La Conférence épiscopale du Mozambique (CEM) a tenu une assemblée plénière extraordinaire à Matola entre le 2 et le 4 septembre, exigeant des explications des autorités judiciaires sur l'homicide de Mgr Osório Citora Afonso, évêque de Quelimane et administrateur apostolique de Beira, âgé de 54 ans, tué par balles le 6 juin à la Maison épiscopale de Quelimane. Ce crime, qualifié par la CEM d'« assassinat sans précédent » et de « coup dur au cœur de l'Église catholique au Mozambique », reste toujours sans réponses officielles trois mois après les faits.

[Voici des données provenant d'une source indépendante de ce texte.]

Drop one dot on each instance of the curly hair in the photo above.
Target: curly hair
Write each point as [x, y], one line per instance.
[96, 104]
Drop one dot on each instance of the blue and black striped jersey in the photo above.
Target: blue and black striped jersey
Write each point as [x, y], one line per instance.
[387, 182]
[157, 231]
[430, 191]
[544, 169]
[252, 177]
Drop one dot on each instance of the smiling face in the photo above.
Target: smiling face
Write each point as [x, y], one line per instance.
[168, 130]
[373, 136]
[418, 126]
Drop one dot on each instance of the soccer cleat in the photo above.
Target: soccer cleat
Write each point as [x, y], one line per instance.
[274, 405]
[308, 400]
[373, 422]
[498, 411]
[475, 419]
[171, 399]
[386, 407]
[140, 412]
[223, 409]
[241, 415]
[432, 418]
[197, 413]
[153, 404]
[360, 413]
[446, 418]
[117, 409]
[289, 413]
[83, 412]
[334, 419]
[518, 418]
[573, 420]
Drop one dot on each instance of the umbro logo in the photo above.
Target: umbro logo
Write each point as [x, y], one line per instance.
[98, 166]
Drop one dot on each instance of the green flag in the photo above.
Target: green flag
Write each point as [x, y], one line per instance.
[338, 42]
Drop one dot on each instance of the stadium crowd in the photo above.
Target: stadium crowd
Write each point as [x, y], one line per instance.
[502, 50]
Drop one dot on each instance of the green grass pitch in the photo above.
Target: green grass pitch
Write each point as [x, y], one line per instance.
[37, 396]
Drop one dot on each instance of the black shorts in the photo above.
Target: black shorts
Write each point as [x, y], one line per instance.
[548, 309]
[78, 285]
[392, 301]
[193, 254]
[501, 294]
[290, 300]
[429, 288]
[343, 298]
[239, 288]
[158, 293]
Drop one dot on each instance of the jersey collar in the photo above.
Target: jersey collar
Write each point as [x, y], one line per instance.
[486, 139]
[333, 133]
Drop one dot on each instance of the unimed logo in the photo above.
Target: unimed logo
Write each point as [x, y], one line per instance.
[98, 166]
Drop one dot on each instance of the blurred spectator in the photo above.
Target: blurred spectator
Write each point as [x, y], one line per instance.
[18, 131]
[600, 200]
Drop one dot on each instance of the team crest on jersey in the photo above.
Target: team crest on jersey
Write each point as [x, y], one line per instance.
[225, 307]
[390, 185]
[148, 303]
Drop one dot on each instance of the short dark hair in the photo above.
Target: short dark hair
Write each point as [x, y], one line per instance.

La CEM regrette que, malgré les démarches effectuées, « rien ne soit connu des autorités compétentes concernant ce qui s'est passé ». Le communiqué final de l'assemblée soulève des questions directes sur l'affaire, se demandant qui a tué Mgr Osório, qui sont les auteurs moraux et matériels du crime et quelles auraient été les motivations de l'assassinat. Les évèques appellent à ce que les efforts des autorités judiciaires ne cessent pas, se transformant en un chemin de purification qui contribue à guérir cette « blessure atroce ».
Le document, signé par l'archevêque de Nampula et président de la CEM, Mgr Inácio Saure, rappelle la rencontre du 3 juillet au Vatican avec le pape Léon XIV, qui a manifesté « sa proximité et son intérêt pour l'éclaircissement des circonstances et des causes de la mort » du prélat. L'assemblée extraordinaire a également servi à évoquer la fin de la « première génération d'évèques de l'après-indépendance », rendant hommage aux récemment décédés Mgr Januário Machaze Nhangumbe et cardinal Júlio Duarte Langa pour leur contribution à la consolidation de l'Église au Mozambique.